In a judgement published yesterday, the court granted that the girl, known as Q, was “mature” enough to consent to the abortion.

The ruling, made last Wednesday, approved a termination for the sake of the girl’s mental and physical health, and ordered that the abortion drug mifepristone or misoprostal be provided to the girl, who is nine weeks pregnant.

Q told the court that her “very stressful” pregnancy had come about after months of emotional distress, during which she had run away from home, cut herself and attempted suicide twice.

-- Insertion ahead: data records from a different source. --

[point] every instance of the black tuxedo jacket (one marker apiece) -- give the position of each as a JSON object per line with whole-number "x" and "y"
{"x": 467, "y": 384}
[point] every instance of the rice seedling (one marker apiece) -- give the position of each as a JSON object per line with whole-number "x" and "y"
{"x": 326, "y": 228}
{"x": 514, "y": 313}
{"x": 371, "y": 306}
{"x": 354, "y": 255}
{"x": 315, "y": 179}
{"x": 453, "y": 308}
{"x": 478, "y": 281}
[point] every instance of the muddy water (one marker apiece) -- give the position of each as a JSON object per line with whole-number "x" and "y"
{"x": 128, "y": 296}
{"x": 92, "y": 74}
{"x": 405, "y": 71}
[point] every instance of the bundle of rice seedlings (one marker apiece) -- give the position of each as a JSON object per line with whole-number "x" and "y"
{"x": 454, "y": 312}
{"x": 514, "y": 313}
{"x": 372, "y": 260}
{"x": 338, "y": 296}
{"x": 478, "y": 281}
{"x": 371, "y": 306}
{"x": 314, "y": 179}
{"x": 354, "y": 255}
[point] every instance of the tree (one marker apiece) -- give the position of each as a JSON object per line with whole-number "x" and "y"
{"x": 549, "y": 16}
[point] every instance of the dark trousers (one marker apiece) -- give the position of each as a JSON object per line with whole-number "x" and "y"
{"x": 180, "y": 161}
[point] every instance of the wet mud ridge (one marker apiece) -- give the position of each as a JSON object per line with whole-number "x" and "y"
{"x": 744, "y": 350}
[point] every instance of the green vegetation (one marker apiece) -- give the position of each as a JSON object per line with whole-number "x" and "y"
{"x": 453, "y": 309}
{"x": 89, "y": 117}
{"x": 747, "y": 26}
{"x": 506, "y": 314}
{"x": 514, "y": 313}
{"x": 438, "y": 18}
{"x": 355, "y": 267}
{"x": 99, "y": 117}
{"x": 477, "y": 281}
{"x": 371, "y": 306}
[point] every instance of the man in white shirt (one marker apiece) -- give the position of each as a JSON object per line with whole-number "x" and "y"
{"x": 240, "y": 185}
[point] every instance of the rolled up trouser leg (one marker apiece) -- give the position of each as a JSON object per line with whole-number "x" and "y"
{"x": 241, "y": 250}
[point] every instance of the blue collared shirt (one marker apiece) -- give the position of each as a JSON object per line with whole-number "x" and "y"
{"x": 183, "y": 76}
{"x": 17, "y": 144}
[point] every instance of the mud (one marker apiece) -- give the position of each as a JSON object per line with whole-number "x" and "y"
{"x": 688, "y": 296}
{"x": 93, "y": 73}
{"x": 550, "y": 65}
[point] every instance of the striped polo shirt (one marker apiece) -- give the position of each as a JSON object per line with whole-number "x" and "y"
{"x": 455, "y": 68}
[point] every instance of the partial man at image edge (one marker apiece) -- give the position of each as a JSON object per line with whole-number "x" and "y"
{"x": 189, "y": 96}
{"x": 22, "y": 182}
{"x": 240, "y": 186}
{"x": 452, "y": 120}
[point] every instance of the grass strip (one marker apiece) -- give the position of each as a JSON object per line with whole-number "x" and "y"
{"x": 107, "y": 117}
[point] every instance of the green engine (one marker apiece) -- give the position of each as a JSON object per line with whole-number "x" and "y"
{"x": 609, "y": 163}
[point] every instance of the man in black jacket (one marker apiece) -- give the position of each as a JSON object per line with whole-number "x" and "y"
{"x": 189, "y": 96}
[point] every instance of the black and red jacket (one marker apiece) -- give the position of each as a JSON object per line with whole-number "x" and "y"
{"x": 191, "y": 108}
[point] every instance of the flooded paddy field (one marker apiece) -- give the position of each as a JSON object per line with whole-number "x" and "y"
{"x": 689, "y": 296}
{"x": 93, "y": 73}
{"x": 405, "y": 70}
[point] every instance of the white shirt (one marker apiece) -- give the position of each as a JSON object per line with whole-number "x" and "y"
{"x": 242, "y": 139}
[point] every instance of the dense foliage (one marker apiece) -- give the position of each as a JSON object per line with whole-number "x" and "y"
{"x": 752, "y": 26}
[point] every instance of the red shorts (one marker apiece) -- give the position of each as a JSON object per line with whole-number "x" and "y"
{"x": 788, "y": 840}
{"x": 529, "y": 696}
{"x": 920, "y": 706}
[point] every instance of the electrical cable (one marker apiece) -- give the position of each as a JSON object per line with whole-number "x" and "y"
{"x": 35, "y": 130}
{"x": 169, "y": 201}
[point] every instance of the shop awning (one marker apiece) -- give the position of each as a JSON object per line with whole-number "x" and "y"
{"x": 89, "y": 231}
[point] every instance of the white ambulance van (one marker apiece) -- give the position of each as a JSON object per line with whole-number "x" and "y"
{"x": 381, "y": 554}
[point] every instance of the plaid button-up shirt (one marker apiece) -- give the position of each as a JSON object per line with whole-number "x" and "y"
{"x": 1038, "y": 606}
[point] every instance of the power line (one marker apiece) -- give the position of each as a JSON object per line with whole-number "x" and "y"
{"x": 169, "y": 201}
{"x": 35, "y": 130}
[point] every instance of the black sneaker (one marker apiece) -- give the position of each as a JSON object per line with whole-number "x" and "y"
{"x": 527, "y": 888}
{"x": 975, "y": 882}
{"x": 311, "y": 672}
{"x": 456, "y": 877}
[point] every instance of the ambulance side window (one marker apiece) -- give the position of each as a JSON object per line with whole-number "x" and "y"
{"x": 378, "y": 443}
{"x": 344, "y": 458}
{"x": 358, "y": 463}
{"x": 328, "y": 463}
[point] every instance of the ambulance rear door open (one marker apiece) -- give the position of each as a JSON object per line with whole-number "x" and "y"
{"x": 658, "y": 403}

She said she did not think she could cope with raising a child.

Her mother told the court that there was “a very real risk of self-harm and/or suicidal behaviour if her pregnancy was to continue”.

The judge agreed, and said the evidence was “all one way” in favour of an abortion.

“It is necessary to do so in order to avoid danger to her mental and physical health,” he said.

The girl first visited her GP to seek permission for an abortion a month ago, and had been redirected variously to a string of social workers, two specialist obstetricians, and a psychiatrist.

Q, her parents and a number of medical professionals all agreed that an abortion was the best course of action.

The baby’s father, who was described as around the same age, was unaware of the pregnancy, the court heard.

Upon hearing of the legal process the girl had to go through, independent MP Rob Pyne called the case an “absolute disgrace” and said he would work to introduce a bill to decriminalise abortion.

“Because of cases like this I undertake to introduce a private member’s bill into the Queensland parliament to have abortion removed from the criminal code, so this sort of thing doesn’t happen again,” he said.

“We are talking about someone who is vulnerable and I would say having to go through this process is cruel and unusual treatment to dish out to a 12-year-old child.”